Analysts grill Liberty Property executives on 3Q results amid "multi-year rut"



Analysts took Liberty Property Trust executives to task during a third-quarter earnings conference call, urging the real estate investment trust to make some changes to get it out of a "multi-year rut."


In general, the analysts said the company's stock price and funds from operations have underperformed and more needs to be done to improve those areas. Some analysts urged Liberty to ramp up the sale of suburban office properties putting a drag on the company; consider exiting some markets that aren't part of its core industrial business; and buy back its own stock. Even the issue of succession planning came up as did questioning the company's strategy of spending $335 million to amass 370 acres of land.

"When you look at the company over the past four or five years, FFO has been flat, the total return has lagged peers, year-to-date has lagged as well," said Alex Goldfarb of Sandler O'Neill on the call. "So internally or maybe at the board level, what are the things that you guys discuss?"

It was apparent in a research report Sandler O'Neill issued after the call that the answers Liberty executives gave didn't satisfy many of the issues that were raised.

"It was clear during the Q&A session of Tuesday's call that many analysts are wondering what management will do differently to get the company out of its multi-year rut; management responded that it just needs to focus on executing its business plan," the report said. "If the plan were working well, we would be supportive, but [Liberty Property Trust's] FFO has been flat-lined over the past five years, ranging from $2.65 in 2010 to this year's estimate of $2.45 (our forecast for 2015 is $2.58). [Its] stock price is essentially where it was in late 2009 while its industrial peers, several of whom went through equity recapitalizations, are all well above their late 2009 levels. While management tried to get folks to focus on the December 16th FY15 outlook call as a way to show that all will be well, we wonder what is going to be different if the company intends to execute the same plan that has produced underperformance of the past several years."

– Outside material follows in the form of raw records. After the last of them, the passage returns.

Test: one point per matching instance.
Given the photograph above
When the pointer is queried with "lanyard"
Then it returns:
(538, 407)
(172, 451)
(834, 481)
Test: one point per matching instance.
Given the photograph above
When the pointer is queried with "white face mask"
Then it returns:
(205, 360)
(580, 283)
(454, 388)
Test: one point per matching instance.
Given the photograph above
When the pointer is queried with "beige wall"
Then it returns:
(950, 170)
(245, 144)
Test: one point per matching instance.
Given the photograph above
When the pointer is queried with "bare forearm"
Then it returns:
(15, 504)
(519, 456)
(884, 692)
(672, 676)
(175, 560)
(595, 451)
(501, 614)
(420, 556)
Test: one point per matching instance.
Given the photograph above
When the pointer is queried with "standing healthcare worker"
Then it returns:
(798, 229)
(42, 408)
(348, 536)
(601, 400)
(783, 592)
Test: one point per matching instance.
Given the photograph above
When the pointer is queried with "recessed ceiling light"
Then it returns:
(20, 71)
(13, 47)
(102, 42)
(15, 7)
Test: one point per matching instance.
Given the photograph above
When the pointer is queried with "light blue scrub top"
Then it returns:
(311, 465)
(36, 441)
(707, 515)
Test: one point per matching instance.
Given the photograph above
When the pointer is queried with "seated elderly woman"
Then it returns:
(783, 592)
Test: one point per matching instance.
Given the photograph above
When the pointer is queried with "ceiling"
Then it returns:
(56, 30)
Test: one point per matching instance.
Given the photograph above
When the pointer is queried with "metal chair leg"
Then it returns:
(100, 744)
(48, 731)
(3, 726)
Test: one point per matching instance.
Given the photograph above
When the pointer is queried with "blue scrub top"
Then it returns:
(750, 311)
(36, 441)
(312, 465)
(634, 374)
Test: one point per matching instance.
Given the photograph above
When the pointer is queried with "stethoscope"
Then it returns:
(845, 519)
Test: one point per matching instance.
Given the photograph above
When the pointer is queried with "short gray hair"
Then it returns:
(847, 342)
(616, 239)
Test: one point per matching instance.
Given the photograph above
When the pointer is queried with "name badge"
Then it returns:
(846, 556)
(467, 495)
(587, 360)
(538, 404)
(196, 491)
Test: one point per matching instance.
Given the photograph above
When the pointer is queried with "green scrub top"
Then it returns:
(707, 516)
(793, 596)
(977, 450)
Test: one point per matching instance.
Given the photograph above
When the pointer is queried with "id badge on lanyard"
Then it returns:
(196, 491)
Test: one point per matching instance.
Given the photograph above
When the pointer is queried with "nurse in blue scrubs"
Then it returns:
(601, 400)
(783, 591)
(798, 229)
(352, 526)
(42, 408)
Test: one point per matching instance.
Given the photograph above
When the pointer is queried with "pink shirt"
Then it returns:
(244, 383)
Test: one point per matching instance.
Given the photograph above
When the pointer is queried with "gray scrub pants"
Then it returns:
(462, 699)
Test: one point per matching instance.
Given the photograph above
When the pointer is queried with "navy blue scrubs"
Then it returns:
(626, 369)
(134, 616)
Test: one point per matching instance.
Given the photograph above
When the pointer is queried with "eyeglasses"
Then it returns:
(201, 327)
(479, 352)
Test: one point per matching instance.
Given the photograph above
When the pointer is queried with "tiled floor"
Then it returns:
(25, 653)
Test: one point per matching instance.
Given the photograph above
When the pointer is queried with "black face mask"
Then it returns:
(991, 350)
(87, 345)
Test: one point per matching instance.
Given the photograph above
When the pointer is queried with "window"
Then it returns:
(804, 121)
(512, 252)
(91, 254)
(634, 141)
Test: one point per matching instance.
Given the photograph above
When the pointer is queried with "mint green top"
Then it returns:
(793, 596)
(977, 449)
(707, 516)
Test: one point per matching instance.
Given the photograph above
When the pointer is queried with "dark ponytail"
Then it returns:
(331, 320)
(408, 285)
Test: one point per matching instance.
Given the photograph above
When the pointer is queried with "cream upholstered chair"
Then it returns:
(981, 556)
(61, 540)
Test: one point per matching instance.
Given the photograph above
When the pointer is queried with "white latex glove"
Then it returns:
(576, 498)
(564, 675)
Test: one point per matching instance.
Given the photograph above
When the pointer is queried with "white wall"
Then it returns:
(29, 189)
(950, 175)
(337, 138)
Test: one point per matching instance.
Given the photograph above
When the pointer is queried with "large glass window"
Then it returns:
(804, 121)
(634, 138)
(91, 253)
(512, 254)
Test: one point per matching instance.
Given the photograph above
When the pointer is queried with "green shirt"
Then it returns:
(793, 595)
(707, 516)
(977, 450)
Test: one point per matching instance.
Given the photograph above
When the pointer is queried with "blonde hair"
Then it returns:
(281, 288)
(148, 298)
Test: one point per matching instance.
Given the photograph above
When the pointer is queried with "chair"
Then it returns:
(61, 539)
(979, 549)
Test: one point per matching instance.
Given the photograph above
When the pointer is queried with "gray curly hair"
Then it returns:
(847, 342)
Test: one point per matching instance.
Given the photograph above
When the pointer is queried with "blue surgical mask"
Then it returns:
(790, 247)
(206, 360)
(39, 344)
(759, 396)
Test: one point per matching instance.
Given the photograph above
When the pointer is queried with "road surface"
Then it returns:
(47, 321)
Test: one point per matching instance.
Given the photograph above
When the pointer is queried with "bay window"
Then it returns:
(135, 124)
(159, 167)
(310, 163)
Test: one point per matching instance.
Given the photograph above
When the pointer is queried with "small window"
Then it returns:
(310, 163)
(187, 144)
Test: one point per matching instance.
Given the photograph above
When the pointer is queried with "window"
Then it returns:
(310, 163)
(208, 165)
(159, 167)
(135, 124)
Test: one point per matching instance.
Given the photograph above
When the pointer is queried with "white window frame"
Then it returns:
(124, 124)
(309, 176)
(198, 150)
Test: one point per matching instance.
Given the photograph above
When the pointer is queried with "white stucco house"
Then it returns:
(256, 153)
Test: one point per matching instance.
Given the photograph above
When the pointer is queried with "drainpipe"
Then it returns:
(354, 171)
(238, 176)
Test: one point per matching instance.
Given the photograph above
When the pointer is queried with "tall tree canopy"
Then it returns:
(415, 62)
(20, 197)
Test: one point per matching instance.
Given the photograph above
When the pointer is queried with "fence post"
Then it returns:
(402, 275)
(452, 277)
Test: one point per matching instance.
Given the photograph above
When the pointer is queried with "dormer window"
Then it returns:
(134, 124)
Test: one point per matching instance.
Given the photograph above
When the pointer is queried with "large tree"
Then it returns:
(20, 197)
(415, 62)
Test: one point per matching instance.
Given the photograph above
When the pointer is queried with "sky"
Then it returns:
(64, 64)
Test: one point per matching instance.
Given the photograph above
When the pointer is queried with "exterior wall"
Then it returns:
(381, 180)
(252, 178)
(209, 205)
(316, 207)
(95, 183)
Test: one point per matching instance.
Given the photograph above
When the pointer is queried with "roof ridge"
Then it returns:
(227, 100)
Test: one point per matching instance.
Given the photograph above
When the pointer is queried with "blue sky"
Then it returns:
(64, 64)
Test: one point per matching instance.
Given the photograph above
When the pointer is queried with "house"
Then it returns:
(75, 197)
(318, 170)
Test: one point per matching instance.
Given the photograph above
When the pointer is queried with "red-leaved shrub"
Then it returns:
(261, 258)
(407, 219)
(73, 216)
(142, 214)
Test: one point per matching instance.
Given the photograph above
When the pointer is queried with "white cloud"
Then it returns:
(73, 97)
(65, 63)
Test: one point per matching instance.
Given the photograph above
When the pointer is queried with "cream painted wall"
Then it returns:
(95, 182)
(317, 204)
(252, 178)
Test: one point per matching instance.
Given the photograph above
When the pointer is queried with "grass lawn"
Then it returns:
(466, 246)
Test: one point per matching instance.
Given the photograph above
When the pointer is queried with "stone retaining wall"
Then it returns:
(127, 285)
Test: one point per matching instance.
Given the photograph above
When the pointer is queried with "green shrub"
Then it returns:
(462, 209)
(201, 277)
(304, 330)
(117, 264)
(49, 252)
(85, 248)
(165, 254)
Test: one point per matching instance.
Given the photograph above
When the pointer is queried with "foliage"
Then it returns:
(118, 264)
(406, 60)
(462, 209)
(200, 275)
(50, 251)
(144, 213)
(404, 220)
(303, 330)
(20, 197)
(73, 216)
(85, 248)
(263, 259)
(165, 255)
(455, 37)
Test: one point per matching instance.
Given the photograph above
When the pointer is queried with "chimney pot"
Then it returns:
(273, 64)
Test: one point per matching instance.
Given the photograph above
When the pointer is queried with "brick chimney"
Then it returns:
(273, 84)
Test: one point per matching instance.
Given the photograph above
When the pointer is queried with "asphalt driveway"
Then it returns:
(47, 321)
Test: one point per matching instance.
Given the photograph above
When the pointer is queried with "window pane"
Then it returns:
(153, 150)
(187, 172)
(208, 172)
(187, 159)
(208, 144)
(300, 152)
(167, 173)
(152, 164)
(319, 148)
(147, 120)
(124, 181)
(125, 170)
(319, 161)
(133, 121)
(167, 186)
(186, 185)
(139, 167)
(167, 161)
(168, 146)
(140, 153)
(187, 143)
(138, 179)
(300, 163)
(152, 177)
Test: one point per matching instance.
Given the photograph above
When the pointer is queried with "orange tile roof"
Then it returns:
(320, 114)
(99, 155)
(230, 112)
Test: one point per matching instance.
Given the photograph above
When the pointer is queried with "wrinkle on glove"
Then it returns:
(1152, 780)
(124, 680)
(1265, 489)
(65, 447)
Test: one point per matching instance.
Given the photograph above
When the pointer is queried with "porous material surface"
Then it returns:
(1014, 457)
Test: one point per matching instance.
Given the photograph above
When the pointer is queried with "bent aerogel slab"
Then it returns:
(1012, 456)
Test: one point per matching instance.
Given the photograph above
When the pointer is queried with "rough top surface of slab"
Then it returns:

Bill Hankowsky, president and CEO of Liberty, said the company is committed to executing on a plan it initiated a few years ago to sell off suburban office and flex properties, having sold off 13.5 million square feet so far. It will continue to buy industrial space but has been stymied this year from acquiring much because it believes prices of industrial buildings are too expensive at this time. As an antidote, the company pointed to its deep development pipeline of 6.7 million square feet totaling $1.4 billion in investment.

"We are going to post some good numbers over the next couple of quarters and everything will be fine," Hankowsky said, trying to reassure the analysts and investors.

The company reported FFO, the accepted measure of a REIT's financial performance, for the third quarter came in at 64 cents a share compared with 57 cents a share for the same period a year ago. For the first nine months, FFO swung to $1.80 a share down from $1.86 a share during the same timeframe last year. Leasing activity has been strong and the company said its 105 million square feet is 92.3 percent occupied.